Prove if $(16a+17b)(17a+16b)$ is divisble by 11, then $(16a+17b)(17a+16b)$ is divisible by $121, a, b \in \mathbb Z$
After multiplication of $(16a+17b)(17a+16b)$, all I have is at least number $1089$ which is divisible by $11$ and $121$ too. But I think that isn't enough for proof. Can you help me?
On
$$ (11+5)a+(22-5)b = 11k\Rightarrow 11a+22b+5(a-b) = 11k $$
but then
$$ (22-5)a+(11+5)b = 22a+11b+5(b-a) $$
and then if $11| (a-b)\Rightarrow 11|(b-a)$
On
Let $x=16a+17b$ and $y=17a+16b$; then $$ x+y=33(a+b) $$ so the sum is divisible by $11$. Hence if $11$ either divides $x$ or $y$, then it divides the other.
If $11\mid xy$, then it either divides $x$ or $y$. Hence it divides both.
On
Let $u=b-a$
Then $(16a+17b)(17a+16b)\equiv (33a+17u)(33a+16u)\equiv (0+6u)(0+5u)\equiv 8u^2\pmod{11}$
So if $11\mid 8u^2$ then since $11$ is a prime and $\gcd(8,11)=1$ then $11\mid u$ and $121\mid u^2$.
On
Hint $\bmod 11\!:\ 17\equiv \color{#c00}{-16}\,$ so it has form $\!\!\!\!\!\overbrace{c(-c)}^{\large c\ \equiv\ 16a\color{#c00}{-16b}}.\!\!\!\!\!$ But prime $\,\overbrace{p\mid c^2\!\iff p\mid c}^{\text{by unique factorization}}$
Remark $ $ More generally $\,q\mid dc^2\Rightarrow\, q^2\mid dc^2\,$ if $\,\gcd(q,d)=1\,$ and $q$ is squarefree (i.e. a product of distinct primes). Above is special case $\,d=-1\,$ and $\,q = 11$.
You might wonder how we recognize $\,17\equiv -16\,$ for larger numbers. This is simplified by reducing them to their least magnitude residues $r,\,$ which for modulus $11$ lie in the range $\,-5\le r \le 5.\,$ Making this reduction we find $\, 16\equiv 5\,$ and $\,17\equiv -5$ so now the negation structure is clearer.

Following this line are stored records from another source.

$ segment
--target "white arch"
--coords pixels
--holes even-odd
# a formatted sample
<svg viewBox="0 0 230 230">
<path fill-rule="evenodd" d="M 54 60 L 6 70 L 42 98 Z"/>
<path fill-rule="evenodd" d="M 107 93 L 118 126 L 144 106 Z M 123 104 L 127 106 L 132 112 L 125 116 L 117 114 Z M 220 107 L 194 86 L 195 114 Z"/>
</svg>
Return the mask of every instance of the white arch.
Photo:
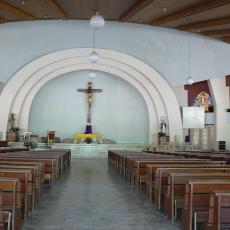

Negation symmetry (reflections or involutions) is one of the most ubiquitous forms of symmetry and exploiting it often leads to great simplifications. Using a least magnitude system of residues helps bring such structure to the fore (as well as reducing computation due to the smaller numbers).
As $11$ is prime we have that $11$ divides one of the factors. If $11 \mid 16a + 17b$, then we have that:
$$11 \mid 16a + 17b \implies 11 \mid 5a + 6b \implies 11 \mid -5a - 6b \implies 11 \mid 17a + 16b$$
Thus $11$ divides both factors and so $121 = 11^2 \mid (16a+17b)(17a+16b)$
You can similarly prove that if $11 \mid 17a + 16b$, then also $11 \mid 16a + 17b$, so you can make the conclusion.